There is zero reason to think even more dimensionality would do anything but waste even more time. At least the NN scalers can look back and see it work in the past. You don't even have that.
>an LLM trained on descriptions of dogs is going to hallucinate when an otherwise sensible query about dogs doesn't match its training. As others have said more elegantly than I will, this points to a pretty different cognitive model than humans have; human beings can (and do) give up on a task.
It doesn't take much to train LLMs to 'give up'. Open AI talk about this from time to time. It's just not very useful with a tendency to overcorrect. And humans hallucinate (and otherwise have weird failure modes) all the time. We just call them funny names like dunning kruger and optical illusions. Certainly less than current SOTA LLMs but it happens all the same.
>I feel like I've had to say this a few times in threads now: none of this is to imply that Cyc was a success or would have worked.
The point is not about Cyc. They're hardly the only attempt at non-monotonic logic. The point is that they should work much better than they do if there's anything to it. Again, forget recent LLMs. Even when we were doing 'humble' things like spelling error detection & correction, text compressors, voice transcription boosters, embeddings for information retrieval, recommenders, knowledge graph creation (ironically enough), machine translation services, etc these systems were not even in the conversation. They performed that poorly.

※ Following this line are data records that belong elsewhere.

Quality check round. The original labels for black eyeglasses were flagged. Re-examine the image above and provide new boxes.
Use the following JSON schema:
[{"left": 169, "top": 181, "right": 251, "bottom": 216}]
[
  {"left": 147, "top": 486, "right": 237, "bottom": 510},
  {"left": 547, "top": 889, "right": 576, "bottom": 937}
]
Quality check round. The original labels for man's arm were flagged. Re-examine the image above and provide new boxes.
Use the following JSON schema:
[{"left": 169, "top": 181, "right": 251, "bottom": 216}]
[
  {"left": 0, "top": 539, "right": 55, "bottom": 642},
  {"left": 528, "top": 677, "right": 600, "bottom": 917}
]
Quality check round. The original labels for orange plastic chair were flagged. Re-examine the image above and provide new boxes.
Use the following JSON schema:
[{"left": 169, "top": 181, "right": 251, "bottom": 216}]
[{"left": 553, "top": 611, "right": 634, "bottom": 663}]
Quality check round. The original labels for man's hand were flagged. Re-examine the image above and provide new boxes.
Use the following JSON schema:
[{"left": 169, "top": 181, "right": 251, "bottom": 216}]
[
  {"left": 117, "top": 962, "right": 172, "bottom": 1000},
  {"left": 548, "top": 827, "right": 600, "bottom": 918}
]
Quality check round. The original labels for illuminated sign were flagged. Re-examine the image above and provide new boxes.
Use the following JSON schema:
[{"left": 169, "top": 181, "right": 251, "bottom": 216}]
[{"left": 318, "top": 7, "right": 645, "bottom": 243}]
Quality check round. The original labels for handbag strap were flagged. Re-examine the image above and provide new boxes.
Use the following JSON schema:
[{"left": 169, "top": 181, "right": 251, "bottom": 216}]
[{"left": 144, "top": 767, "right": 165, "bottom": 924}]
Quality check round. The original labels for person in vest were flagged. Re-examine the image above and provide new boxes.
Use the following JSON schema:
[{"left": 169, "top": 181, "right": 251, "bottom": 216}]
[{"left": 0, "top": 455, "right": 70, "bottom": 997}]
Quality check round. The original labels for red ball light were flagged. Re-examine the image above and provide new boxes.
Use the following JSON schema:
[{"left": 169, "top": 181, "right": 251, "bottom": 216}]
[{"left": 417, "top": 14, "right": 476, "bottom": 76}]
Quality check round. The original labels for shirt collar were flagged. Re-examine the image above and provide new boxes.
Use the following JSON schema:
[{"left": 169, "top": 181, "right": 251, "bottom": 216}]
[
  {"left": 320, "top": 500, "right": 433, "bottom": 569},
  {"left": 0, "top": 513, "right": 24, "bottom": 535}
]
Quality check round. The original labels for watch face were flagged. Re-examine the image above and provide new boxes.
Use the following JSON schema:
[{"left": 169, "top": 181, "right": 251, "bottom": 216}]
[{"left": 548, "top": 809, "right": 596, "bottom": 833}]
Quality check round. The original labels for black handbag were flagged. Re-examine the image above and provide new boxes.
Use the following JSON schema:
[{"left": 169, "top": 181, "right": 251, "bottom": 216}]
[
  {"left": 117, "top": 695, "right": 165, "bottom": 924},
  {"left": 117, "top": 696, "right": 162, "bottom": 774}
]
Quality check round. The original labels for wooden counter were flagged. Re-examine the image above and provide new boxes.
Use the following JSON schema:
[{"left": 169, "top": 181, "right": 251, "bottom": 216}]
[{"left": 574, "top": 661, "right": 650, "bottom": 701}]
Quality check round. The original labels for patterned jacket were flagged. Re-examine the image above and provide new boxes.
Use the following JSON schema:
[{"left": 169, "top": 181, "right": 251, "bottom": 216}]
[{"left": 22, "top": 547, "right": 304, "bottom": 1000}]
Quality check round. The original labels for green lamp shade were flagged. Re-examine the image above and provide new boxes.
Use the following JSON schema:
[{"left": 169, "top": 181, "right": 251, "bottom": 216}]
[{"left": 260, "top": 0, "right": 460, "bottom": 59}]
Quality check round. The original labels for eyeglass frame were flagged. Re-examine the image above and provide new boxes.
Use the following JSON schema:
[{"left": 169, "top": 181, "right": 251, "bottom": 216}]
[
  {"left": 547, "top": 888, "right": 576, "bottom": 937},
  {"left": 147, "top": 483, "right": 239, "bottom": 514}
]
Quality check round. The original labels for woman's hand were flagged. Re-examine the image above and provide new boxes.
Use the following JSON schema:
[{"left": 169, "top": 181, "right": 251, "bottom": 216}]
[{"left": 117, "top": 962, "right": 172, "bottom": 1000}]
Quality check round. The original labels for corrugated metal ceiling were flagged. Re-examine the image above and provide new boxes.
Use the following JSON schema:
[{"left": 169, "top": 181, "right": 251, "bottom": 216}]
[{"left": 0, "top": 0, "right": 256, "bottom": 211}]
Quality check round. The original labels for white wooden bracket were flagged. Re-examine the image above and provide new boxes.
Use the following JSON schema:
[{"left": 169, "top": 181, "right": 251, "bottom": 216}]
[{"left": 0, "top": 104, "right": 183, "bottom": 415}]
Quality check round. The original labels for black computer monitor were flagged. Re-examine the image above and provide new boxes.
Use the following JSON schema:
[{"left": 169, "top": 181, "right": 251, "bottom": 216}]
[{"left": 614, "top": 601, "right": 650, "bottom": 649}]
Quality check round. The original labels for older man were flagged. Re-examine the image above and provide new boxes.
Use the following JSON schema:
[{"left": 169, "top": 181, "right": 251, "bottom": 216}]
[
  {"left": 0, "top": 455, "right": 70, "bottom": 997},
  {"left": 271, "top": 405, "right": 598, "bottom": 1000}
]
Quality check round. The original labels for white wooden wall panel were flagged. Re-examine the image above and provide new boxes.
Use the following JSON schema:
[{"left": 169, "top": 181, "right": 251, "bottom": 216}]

I think we're talking past each other. I'm not interested in defending symbolic AI at all; it's clear it's failed. All told, I would not say I'm particularly interested in any kind of AI.
I'm interested in theory of mind, and I think defeasibility with a huge number of dimensions is a stronger explanation of how humans behave and think than something resembling an LLM. This doesn't somehow mean that LLMs haven't "won" (they have); I just don't think they're winning at human-like cognition. This in turn does not mean we could build a better alternative, either.